‘He was the backbone of the family’
Sister of slain cop urges Government to do more to protect citizens
Police Constable Dwight Gregory, who was killed in Hatfield, Manchester, on Friday night, had snubbed suggestions by his sister to retire from the Jamaica Constabulary Force (JCF) – the institution to which he had given some three decades of service.
Fifty-three-year-old Gregory, who was assigned to the Manchester Police Division, was reportedly pounced upon by a gunman when he was leaving the No Limit Bar in the parish. The attacker, who has since been identified as 50-year-old Eric Miller, otherwise called ‘Burglar’, of Somerset district in Manchester, was also killed.
Investigators assigned to the Mandeville Criminal Investigations Branch say the bodies of both men were discovered about 10:00 p.m. on Friday, on an embankment near the establishment. Both men had been shot. Two firearms were seized at the scene – an illegal Springfield Smith & Wesson pistol with a magazine containing twelve 9mm rounds of ammunition and a Smith & Wesson revolver containing four rounds of ammunition.
Citing a crime crisis in Jamaica, Gregory’s sister told The Sunday Gleaner that she advised her brother to retire from his job and migrate overseas where most of his siblings reside, because the crime situation “was getting too bad”.
“He still stayed because he loved his job. He loved doing his job. He spent nearly 30 years protecting citizens of this country and he did it proudly,” shared Jane Smith*.
The grieving relative bemoaned that more needs to be done to offer protection to citizens, especially police officers who are charged with the mandate to protect civilians.
“The crime situation is really getting out of hand. I don’t think a lot has been done to secure our citizens of Jamaica, especially a police officer, and it hurts to know that we have to bury our brother who died at the hands of a gunman. We are lost and we don’t know which way to turn. He was the backbone of the family,” a distraught Smith said.
LAST TEXT MESSAGE
Reminiscing on the good memories, Smith told The Sunday Gleaner that Gregory kept the family WhatsApp group alive, and corresponded regularly via video calls and text messages, but little did she know that her brother’s text message to her at 9:24 on Friday night would be his last.
She said when she responded a few minutes later and got no reply, she tried calling him, but her efforts were futile as his phone rang unanswered then went to voicemail.
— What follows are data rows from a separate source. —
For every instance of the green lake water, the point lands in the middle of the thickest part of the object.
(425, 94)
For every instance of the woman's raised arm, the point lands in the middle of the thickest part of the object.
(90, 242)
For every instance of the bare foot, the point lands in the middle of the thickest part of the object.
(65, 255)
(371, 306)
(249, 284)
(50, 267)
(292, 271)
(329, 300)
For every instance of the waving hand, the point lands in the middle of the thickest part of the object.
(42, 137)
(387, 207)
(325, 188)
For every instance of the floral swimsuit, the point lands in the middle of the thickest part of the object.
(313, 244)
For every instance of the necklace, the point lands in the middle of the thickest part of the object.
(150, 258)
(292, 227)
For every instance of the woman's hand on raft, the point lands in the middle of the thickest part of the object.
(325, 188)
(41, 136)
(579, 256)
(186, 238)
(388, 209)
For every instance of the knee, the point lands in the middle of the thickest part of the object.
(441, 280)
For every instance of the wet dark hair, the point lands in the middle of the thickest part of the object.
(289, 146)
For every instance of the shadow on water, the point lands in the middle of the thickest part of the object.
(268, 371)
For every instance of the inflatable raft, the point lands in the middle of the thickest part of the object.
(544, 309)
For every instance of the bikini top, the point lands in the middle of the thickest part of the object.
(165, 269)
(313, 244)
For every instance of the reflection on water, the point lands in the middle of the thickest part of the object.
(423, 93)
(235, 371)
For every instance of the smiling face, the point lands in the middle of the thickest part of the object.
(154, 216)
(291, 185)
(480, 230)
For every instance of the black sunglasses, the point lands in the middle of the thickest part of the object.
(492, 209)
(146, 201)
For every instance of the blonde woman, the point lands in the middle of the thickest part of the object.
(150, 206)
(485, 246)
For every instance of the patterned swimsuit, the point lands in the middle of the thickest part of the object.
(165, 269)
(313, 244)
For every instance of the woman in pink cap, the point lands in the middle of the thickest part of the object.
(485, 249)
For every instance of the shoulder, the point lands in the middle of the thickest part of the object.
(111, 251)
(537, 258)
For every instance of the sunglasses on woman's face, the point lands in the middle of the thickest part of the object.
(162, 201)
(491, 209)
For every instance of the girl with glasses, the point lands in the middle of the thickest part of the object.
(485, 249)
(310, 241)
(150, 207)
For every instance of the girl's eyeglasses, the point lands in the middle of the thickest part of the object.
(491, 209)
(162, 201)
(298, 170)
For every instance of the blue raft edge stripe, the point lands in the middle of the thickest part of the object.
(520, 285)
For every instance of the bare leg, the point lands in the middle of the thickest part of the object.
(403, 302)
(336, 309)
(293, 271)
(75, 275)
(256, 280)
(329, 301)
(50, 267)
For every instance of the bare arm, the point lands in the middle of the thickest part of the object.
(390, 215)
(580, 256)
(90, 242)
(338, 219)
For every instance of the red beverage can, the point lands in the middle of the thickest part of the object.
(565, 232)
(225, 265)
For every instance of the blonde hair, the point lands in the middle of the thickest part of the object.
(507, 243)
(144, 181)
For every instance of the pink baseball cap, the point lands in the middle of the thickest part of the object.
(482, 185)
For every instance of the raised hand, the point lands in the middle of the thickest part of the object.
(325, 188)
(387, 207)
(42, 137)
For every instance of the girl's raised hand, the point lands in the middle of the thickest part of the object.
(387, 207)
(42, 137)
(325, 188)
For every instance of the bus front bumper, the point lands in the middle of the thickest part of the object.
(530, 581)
A call sometime around 11:00 p.m. bore the tragic news that sent the family into a tailspin.
The sister said the task of keeping the dreaded news from Gregory’s 92-year-old mother is compounding the family’s grief. She shared that Gregory had been his mother’s caregiver for the past few months, after the elderly woman recovered from COVID-19. Gregory, the tenth of eleven children, was reportedly his mother’s favourite.
“We can’t tell her...we can’t let her know this. She will never know because we’re not going to tell her. He was the favourite of my mom. My mom called him her police son, because she was proud of him. They had a good relationship. There was nothing to her like her son,” Smith said.
“He took care of her. He would come home in the mornings and the first thing he would is go and check on her and find out if she had breakfast or if she showered. He did everything for her, he loved her, she loved him. He was her favourite and we never felt bad about it.”
She added, “Even the other day when my mom got sick, he said ‘I’m happy I can take care of her because if I couldn’t take care of her, she wouldn’t be alive today’, because we had to take her to the private hospital.”
Despite his strict demeanour, Gregory, a father of two, was also described as the favourite uncle.
Up to November 27, the parish of Manchester recorded a total of 29 murders – 6.5 per cent less when compared to 31 murders for the corresponding period in 2020.